First let’s recap. Vulcanexus is:

  • ROS 2 + Fast DDS
  • ROS 2 Discovery Server
  • ROS 2 Router
  • ROS 2 Monitor
  • ROS 2 Shapes Demo
  • Micro-ROS
  • Webots (simulation, by cyberbotics)

Some advantages of having all these together:

1.- New Tools: Vulcanexus offers tools such as the ROS 2 Router (cloud apps), ROS 2 Monitor (monitor ROS 2 protocol statistics), and ROS 2 Shapes Demo (handy demo for many example applications). These tools were not available before.

2.- Simplicity: Rather than searching which versions of the tools and what configuration is required to run all our tools together, we created everything you need to make your life easier: Dockers, Debian repos, common docs, examples and demos mixing all together, and this is just the beginning.

3.- End to End solution: We are covering here from the cloud to the microcontroller, in a holistic approach.

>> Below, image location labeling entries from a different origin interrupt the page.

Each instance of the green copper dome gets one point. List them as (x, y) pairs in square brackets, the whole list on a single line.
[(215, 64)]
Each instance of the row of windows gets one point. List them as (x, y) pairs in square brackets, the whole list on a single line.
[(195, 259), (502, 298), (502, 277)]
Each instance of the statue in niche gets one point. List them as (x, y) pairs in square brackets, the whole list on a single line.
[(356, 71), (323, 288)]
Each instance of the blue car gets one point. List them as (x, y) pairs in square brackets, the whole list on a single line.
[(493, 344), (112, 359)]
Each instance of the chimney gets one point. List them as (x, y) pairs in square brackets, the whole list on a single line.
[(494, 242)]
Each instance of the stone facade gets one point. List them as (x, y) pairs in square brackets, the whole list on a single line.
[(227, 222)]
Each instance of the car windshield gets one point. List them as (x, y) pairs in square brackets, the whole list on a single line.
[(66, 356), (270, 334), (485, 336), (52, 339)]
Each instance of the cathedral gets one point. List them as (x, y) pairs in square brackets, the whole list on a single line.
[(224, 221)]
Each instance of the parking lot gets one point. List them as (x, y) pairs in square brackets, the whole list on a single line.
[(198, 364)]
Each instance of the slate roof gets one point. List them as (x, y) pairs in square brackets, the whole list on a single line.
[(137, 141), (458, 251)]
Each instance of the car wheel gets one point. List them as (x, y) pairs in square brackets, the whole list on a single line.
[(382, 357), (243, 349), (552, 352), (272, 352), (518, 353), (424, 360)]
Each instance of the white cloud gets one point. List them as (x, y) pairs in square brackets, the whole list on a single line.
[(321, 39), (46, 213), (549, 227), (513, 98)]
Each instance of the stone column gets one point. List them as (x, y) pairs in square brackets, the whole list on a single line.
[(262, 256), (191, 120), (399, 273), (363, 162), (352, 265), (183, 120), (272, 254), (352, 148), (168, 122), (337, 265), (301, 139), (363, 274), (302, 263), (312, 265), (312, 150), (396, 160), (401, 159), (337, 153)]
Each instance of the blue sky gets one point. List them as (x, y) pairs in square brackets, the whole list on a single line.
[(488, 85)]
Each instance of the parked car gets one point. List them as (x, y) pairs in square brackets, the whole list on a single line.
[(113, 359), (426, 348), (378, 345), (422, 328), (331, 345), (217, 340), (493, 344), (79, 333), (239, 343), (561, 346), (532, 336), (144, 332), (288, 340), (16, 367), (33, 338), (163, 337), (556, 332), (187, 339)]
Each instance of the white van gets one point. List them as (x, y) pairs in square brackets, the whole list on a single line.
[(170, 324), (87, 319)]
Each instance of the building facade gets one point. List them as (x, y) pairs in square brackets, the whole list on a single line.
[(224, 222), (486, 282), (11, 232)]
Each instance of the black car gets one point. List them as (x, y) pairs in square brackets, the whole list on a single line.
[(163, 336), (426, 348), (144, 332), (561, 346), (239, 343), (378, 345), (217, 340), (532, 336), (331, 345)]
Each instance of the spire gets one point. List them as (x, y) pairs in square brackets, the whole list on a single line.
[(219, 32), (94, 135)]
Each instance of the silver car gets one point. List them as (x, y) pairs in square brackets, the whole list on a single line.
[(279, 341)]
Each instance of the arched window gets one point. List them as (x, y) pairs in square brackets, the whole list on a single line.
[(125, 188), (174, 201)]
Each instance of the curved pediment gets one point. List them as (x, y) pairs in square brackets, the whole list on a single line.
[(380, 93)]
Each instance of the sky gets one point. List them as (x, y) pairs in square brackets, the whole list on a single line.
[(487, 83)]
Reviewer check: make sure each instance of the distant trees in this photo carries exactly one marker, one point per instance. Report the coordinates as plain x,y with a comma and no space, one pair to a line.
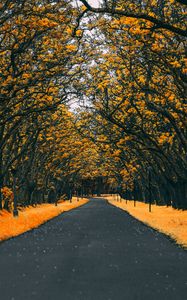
138,83
127,64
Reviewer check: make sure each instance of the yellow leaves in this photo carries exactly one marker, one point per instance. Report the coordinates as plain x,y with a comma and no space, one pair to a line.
175,64
142,79
71,47
165,138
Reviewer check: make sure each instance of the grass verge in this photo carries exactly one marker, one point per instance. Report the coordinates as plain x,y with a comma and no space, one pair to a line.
167,220
32,217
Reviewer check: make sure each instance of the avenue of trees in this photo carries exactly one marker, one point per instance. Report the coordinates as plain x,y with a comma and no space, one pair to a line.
125,63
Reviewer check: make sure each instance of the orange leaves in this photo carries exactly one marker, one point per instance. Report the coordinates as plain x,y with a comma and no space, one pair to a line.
7,193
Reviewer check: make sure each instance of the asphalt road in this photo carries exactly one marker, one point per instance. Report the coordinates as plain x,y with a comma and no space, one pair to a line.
95,252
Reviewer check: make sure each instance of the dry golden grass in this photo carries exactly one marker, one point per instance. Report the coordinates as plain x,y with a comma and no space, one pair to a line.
31,217
165,219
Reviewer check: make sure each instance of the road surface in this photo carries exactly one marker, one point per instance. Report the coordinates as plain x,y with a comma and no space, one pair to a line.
95,252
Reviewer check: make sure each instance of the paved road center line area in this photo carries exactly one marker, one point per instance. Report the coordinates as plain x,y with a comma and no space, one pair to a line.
95,252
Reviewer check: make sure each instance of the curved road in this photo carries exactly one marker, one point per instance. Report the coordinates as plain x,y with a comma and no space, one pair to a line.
95,252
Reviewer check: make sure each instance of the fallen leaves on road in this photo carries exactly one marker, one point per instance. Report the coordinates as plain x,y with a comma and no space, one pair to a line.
167,220
32,217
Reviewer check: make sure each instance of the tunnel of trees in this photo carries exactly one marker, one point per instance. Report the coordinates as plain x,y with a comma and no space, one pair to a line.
93,100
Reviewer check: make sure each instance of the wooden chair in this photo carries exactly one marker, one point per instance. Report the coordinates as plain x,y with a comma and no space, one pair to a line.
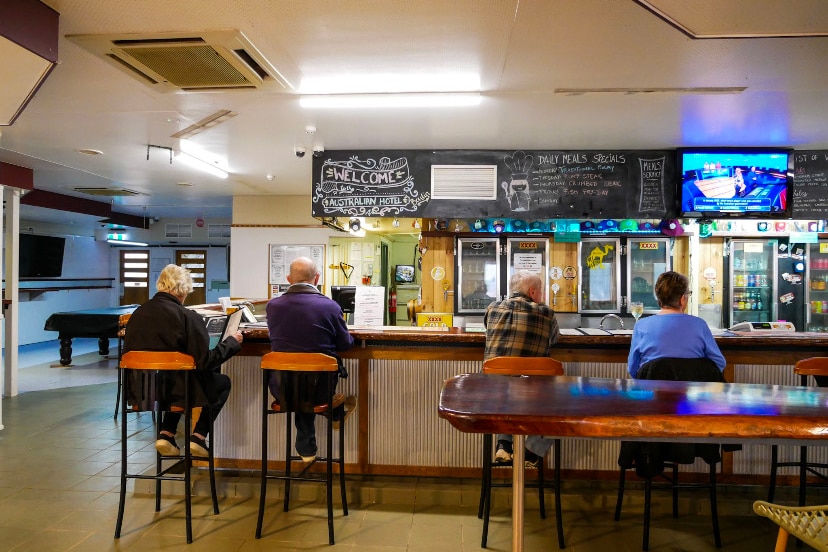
293,365
817,367
520,366
154,362
650,459
807,523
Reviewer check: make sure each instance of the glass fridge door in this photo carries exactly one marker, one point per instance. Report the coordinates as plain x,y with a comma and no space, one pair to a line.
816,277
753,281
529,254
647,258
477,273
600,275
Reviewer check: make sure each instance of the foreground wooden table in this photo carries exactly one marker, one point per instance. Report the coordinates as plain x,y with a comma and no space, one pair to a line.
630,410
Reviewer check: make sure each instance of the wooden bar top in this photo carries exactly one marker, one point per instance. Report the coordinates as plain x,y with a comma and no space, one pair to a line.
627,409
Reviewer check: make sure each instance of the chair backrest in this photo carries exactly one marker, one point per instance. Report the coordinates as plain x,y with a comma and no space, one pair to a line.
681,369
157,360
299,362
814,366
523,366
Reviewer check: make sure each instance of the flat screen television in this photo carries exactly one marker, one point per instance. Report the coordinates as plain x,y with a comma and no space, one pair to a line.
41,256
736,182
345,297
404,274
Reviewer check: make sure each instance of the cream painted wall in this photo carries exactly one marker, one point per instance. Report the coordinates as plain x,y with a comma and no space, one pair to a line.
249,246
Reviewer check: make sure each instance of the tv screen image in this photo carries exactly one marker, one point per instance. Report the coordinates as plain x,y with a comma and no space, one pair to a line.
41,256
404,274
735,182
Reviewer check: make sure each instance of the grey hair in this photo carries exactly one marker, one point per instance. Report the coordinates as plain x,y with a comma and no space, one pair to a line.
175,280
523,280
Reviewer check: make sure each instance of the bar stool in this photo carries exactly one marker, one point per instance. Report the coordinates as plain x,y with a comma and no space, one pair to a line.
154,362
122,322
295,365
521,366
649,459
817,367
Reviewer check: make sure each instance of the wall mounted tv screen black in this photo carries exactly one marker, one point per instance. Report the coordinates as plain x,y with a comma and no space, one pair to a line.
736,182
345,296
41,256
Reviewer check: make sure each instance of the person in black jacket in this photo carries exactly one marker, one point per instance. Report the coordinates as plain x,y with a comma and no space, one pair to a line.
164,324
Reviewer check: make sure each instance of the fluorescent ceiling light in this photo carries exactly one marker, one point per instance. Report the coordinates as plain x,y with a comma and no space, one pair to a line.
388,83
375,101
200,164
126,242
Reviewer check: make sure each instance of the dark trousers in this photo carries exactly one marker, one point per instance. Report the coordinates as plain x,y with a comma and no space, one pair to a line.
304,421
222,383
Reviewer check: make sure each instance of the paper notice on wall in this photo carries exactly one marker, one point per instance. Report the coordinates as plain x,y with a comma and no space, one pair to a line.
369,306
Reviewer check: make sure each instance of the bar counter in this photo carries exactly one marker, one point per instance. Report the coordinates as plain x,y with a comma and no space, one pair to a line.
397,374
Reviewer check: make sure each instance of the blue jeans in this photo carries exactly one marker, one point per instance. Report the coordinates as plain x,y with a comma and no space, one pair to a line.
538,444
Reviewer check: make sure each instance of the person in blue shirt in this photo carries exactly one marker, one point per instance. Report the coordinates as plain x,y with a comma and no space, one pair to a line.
672,333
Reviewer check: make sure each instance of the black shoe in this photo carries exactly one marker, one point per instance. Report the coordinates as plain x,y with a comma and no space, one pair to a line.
198,447
166,446
503,454
531,460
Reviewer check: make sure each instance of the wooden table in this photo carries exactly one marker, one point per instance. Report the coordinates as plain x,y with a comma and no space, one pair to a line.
631,410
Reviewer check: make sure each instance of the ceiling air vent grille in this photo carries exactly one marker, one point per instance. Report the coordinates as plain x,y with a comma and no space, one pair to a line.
210,60
464,182
110,192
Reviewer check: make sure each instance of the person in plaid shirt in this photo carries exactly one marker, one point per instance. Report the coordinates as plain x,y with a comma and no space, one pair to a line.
521,325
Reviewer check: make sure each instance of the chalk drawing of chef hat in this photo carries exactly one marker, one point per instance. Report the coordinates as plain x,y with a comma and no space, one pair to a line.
519,163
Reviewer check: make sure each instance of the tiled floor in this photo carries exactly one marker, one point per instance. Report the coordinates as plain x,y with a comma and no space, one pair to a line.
59,466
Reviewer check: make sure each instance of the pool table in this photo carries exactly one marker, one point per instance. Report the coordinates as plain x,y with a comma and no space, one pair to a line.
100,323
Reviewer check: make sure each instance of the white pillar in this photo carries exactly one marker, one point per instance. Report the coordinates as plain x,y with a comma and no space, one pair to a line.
11,293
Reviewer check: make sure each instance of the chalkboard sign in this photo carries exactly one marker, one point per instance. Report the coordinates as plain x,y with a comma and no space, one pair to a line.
569,184
810,190
529,184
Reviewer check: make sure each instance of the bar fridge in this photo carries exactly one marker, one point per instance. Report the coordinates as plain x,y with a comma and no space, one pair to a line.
484,266
816,284
752,275
618,271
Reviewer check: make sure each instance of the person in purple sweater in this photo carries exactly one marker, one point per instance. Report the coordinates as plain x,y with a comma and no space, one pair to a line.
672,333
302,320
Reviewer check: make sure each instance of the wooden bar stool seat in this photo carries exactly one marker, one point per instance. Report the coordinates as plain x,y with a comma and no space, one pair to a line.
154,362
818,368
293,365
521,366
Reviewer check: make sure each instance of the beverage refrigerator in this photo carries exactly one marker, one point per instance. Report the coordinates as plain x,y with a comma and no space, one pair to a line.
485,264
816,283
752,281
618,271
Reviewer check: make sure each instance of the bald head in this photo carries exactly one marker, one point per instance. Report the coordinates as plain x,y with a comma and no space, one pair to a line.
303,271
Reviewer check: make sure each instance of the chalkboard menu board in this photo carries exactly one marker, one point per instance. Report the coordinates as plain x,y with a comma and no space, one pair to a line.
810,193
528,184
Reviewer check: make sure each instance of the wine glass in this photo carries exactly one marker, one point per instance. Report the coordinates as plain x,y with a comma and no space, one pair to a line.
636,309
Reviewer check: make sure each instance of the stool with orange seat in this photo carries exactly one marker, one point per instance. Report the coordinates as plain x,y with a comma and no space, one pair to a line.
295,365
155,362
521,366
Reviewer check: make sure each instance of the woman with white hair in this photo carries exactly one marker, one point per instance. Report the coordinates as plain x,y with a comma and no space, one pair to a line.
164,324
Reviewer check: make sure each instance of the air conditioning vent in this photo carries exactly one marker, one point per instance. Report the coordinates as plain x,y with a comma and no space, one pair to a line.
109,192
211,60
464,182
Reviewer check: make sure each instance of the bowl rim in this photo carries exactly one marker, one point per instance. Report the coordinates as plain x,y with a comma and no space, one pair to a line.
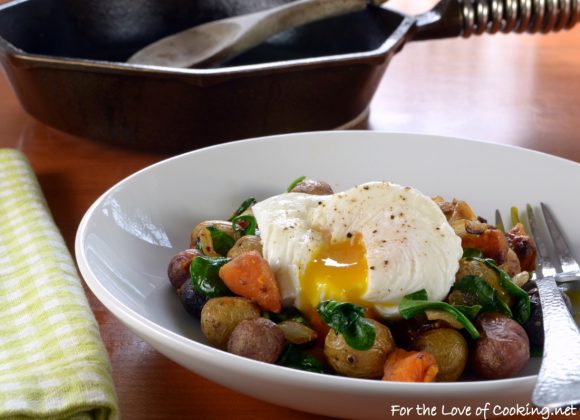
132,319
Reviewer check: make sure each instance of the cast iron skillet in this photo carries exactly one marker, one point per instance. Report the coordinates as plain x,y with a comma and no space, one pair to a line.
65,61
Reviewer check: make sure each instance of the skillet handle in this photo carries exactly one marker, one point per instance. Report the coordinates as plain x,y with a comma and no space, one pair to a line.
451,18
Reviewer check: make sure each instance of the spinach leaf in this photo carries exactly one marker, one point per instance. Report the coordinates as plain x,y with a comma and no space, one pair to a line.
348,319
472,253
486,296
222,242
522,306
294,183
295,357
246,204
205,277
416,303
248,225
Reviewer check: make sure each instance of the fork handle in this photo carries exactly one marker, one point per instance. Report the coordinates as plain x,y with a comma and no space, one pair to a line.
558,383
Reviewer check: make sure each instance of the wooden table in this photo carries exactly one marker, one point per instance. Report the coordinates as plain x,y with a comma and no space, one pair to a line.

4.- Awareness: We are doing a big effort to promote these tools, and it is better to concentrate the effort rather than doing this per component. This way we will increase the awareness, helping the community to understand how to use these tools together, and hopefully increasing the adoption of both Vulcanexus a and ROS 2.

5.- Always updated: Vulcanexus is always going to have the latest versions of our middleware and tools, introducing sooner the new features to the community.


@Jaime_Martin_Losa the questions above aren’t about DDS[1] specifically, but about the security claims surrounding Vulcanexus and its components (including Fast DDS). That’s why I provided the references to those applicable sections in your page that surprised me on a quick read, so that we can focus the discussion first in those concerns.

Security in this community is widely being used as a marketing tool, with various products and services advertised boldly as secure, or as providing security. This is misleading, and dangerous. We need more open security talk, instead of avoiding it systematically and pushing it to a WG which doesn’t have the resources to guarantee security (and though we’re trying, I don’t think it never will). Security claims need to be backed by security work, security research and evidence.

I think it’d be great if you can comment on the security claims of Vulcanexus and how these components are guaranteeing it (alongside my questions above).

  1. DDS is a crucial component of your proposed architecture, so of course the security claims need to be coherent with the security capabilities of DDS as well. But anyhow ↩︎

I’d like to clarify that nothing is hard-coded (although Fast DDS will always be the default DDS implementation), nor is Vulcanexus a single debian package.

Vulcanexus provides a set of packages which extend ROS 2, with the benefit of having a rolling version of Fast DDS, which means it is not tied to a specific Fast DDS minor version (as ROS 2 is at the moment). Instead, the Fast DDS version in Vulcanexus is always going to be the latest available. Furthermore, the Fast DDS library is shipped with the Statistics Module activated (it’s disabled in ROS 2 by default), which enables the use of DDS related statistics introspection through the Fast DDS Monitor.

Moreover, Vulcanexus is as modular as ROS 2 is, and everything that you can do in ROS 2 is also possible in Vulcanexus.